The Herald

Energy £30m hydrogen network project aims to replace natural gas

- By Martin Williams

A NEW £30 million project has been launched in Scotland to find out if hydrogen can be a clean alternativ­e to natural gas for homes and businesses.

Grangemout­h Refinery owner Ineos is leading a project with the business that runs Scotland’s gas networks, SGN, in an attempt to bring hydrogen distributi­on networks a step closer to reality in the UK. Hydrogen is being championed as the fuel of the future and experts believe it can help tackle the biggest root cause of climate change – air pollution.

The Energy Networks Associatio­n (ENA), the industry body representi­ng energy network operators in the UK says that hydrogen could heat homes around the country from next year, with all five of Britain’s gas grid companies preparing to provide the gas.

They say that up to a fifth of the natural gas currently used could be replaced by hydrogen.

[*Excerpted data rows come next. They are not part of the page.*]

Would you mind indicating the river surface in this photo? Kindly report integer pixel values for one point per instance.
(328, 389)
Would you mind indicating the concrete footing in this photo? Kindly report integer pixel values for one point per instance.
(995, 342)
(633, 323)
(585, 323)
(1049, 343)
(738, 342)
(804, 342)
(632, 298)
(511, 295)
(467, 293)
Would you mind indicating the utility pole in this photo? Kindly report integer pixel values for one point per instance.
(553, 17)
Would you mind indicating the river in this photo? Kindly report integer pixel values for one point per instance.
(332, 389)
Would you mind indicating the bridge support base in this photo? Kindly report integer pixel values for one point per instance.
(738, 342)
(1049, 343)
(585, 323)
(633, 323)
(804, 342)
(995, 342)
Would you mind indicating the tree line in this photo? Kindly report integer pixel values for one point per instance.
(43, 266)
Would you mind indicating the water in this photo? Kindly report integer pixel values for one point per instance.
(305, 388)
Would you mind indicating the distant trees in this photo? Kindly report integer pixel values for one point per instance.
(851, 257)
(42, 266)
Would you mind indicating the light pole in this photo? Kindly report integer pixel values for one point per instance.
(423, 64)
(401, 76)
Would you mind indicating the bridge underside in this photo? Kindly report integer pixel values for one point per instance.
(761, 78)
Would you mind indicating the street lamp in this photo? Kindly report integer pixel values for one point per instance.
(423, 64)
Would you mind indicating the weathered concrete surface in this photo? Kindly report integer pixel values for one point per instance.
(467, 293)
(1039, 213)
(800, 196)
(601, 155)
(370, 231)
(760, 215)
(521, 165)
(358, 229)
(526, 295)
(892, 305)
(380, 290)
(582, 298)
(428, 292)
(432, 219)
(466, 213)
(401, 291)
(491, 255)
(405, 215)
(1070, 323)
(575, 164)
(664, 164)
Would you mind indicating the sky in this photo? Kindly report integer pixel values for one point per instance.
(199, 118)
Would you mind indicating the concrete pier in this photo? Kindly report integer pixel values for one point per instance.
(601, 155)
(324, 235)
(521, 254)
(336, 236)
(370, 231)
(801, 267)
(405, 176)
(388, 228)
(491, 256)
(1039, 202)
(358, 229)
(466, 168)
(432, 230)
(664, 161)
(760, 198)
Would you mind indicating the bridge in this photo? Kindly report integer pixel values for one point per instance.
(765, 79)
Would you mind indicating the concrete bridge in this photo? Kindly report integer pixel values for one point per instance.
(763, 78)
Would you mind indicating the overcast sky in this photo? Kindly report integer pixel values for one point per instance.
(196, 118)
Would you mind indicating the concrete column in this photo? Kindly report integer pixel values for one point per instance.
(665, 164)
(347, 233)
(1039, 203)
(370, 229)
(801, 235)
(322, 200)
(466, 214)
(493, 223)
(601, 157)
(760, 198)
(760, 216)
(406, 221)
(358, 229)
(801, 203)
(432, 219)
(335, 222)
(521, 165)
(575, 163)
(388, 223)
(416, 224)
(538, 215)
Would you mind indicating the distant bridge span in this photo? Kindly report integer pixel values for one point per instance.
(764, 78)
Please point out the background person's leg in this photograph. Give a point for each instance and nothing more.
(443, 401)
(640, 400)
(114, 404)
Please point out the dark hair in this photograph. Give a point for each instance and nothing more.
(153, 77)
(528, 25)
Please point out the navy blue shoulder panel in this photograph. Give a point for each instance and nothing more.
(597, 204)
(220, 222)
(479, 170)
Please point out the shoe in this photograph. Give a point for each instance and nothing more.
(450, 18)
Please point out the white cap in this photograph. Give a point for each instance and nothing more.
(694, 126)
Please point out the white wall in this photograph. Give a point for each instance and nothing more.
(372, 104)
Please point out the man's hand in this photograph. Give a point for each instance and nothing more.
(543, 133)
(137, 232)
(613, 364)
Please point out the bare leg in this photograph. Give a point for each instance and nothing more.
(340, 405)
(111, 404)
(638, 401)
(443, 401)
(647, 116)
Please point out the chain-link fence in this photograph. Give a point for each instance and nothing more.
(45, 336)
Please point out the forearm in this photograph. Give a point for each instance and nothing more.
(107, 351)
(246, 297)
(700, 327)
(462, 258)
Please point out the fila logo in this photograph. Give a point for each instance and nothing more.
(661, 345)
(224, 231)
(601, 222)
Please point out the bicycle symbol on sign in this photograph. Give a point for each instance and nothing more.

The move would reduce carbon emissions by the equivalent of 2.5 million cars a year, the ENA said, all without any changes to people’s cookers, boilers or heating systems. Now a new

Scottish pilot project, funded to the tune of £29.93m and supported by the energy regulator Ofgem together with other gas distributi­on firms, will use hydrogen supplied by Ineos in an 18-mile section of decommissi­oned pipeline between the Grangemout­h site and the north Edinburgh district of Granton.

Trials are part of efforts to show it is safe and efficient to add the gas to pipelines, and to find out if adjustment­s may be needed.

Ineos said that it saw the potential for the supply of a lot more hydrogen as the country decarbonis­es after 2030.

In November, the Scottish Government announced a five-year plan to help build Scotland’s hydrogen economy and deliver an ambition for the technology to provide nearly a sixth of Scotland’s energy needs by 2030.

Backed by more than £100m of funding, the draft Hydrogen Action Plan set out the approach the Scottish Government will take with industry to help make Scotland become a leading nation in the production of reliable, competitiv­e and sustainabl­e hydrogen.

The five-year capital investment programme was to focus on supporting regional renewable hydrogen production hubs and renewable hydrogen projects.

The first tranche of investment – the £10m Hydrogen Innovation Fund – was expected to be launched this year to drive technologi­cal progress and cost reduction within the emerging sector.

Separately, the Scottish Government’s Energy Transition Fund was being expanded to up to £75m to deliver £15m of investment in an Aberdeen Hydrogen Hub which will develop on-the-ground infrastruc­ture to support the growth of a hydrogen transport fleet and the deployment of new applicatio­ns across the north east.

An Ineos spokesman said of the new plan: “If successful, the project will validate the technical, safety and operationa­l ability to transport and store 100 per cent hydrogen in the local transmissi­on system network, offering a route for decarbonis­ation of the gas network.

“With the project programme concluding in 2025, vital learning and validation of the hydrogen evidence base will be available to support both Scottish and UK Government decarbonis­ation policy, including UK Government heat policy decisions.”

SGN director Gus Mcintosh added: “Our Local Transmissi­on System is part of the national critical infrastruc­ture that reaches millions of homes and businesses across the UK. So, repurposin­g it for hydrogen could support a hydrogen system transforma­tion that is least cost and least disruptive to customers.”